Comédie dramatique de Anton Tchekhov, mise en scène de Serge Lipszyc, avec Gérard Chabanier, Juliane Corre, Valérie Durin, Pierre Ficheux, Catherine Ferri, Stéphane Gallet, Michèle Gaulupeau, Julien Léonelli, Serge Lipszyc, Sylvain Méallet, Patrick Palmero, Elsa Rosenknop et Marc Ségala.
La Compagnie du Matamore présente un diptyque Tchekhov avec deux pièces, écrites à plus de vingt ans d'intervalle, "Platonov" et "Les trois sœurs" emblématiques du théâtre du vivant au cœur de l'œuvre de l'auteur et de l'état au monde de l'homme à l'aube du 20ème siècle.
Grâce à une adaptation rafraîchie, Valérie Durin et Serge Lipszyc proposent d'investir l'univers et l'âme de ces "Trois sœurs" qui commence comme une comédie, à l'instar de "Platonov", avec le soleil printanier et régénérant inondant la demeure des Prozorov qui s'apprête à célébrer la fête de la plus jeune sœur.

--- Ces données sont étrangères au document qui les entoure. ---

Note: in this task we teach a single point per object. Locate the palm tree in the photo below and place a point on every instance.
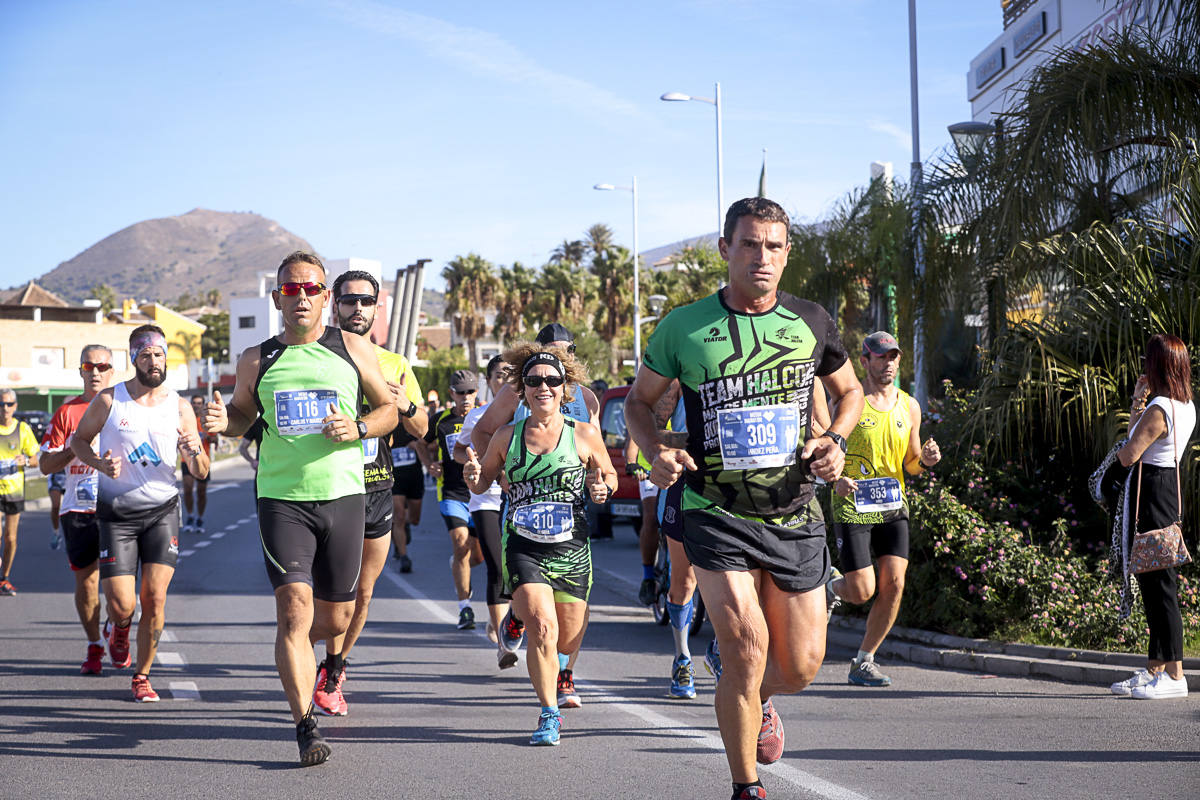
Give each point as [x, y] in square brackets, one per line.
[472, 289]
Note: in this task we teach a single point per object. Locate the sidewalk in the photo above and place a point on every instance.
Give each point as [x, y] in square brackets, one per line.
[1092, 667]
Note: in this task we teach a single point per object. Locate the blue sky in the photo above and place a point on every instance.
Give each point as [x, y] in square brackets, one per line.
[397, 131]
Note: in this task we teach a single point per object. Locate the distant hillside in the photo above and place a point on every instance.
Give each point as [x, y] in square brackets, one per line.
[160, 259]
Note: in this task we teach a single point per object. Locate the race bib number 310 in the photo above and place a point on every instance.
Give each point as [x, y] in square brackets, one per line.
[298, 413]
[759, 437]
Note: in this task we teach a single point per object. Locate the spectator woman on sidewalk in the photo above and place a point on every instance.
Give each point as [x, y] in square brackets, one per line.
[1161, 422]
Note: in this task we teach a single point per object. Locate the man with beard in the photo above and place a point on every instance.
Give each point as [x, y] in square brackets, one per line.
[141, 425]
[78, 509]
[355, 294]
[307, 385]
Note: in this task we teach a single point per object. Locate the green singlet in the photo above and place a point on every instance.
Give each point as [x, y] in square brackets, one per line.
[748, 383]
[295, 385]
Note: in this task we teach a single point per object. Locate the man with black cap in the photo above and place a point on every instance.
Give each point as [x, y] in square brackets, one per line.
[453, 492]
[869, 506]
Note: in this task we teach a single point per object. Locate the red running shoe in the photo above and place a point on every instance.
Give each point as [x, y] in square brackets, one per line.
[327, 695]
[771, 737]
[142, 690]
[119, 645]
[93, 663]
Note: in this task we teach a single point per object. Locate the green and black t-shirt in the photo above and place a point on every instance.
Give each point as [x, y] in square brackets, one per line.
[748, 383]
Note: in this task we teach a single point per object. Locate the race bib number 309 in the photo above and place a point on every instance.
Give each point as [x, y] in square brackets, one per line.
[300, 411]
[759, 437]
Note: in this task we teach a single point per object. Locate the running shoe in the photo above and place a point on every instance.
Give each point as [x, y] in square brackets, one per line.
[549, 726]
[466, 619]
[867, 673]
[771, 737]
[327, 695]
[713, 660]
[93, 665]
[832, 599]
[119, 645]
[683, 684]
[648, 591]
[312, 745]
[142, 690]
[511, 632]
[505, 659]
[1161, 689]
[1125, 687]
[568, 698]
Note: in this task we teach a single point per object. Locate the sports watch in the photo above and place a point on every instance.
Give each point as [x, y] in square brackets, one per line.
[838, 439]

Un moment joyeux mais qui les ramène à l'an passé, à la mort de leur père. Un an a passé et pourtant, comme le dit une des sœurs, c'est comme si c'était hier, rien n'a changé. Phrase sentence. Tout est dit. La fin est dans le commencement. Car rien ne changera.
Semblable à un albatros sur la terre ferme - "Les russes cultivent de grandes idées mais leur vie est petite" écrit Tchekhov - aucune des trois sœurs, Olga la pétulante (Catherine Ferri), institutrice déçue par un métier qui ne lui procure que migraine, Macha, (Valérie Durin) la révoltée déçue par son mariage avec un hâbleur médiocre (Gérard Chabanier) et sa non-histoire d’amour avec un lieutenant-colonel de passage et marié lui aussi (Serge Lipszyc) Irina la fougueuse cadette (Elsa Rosenknop), ni leur frère Andréi un fin lettré lymphatique (Stéphane Gallet) qui se contente de participer au conseil municipal et de s'endetter au jeu, ne s'envolera vers Moscou, ville de leur enfance heureuse qui seule, par un mécanisme de régression inconscient, pourrait combler leurs aspirations à la vraie vie.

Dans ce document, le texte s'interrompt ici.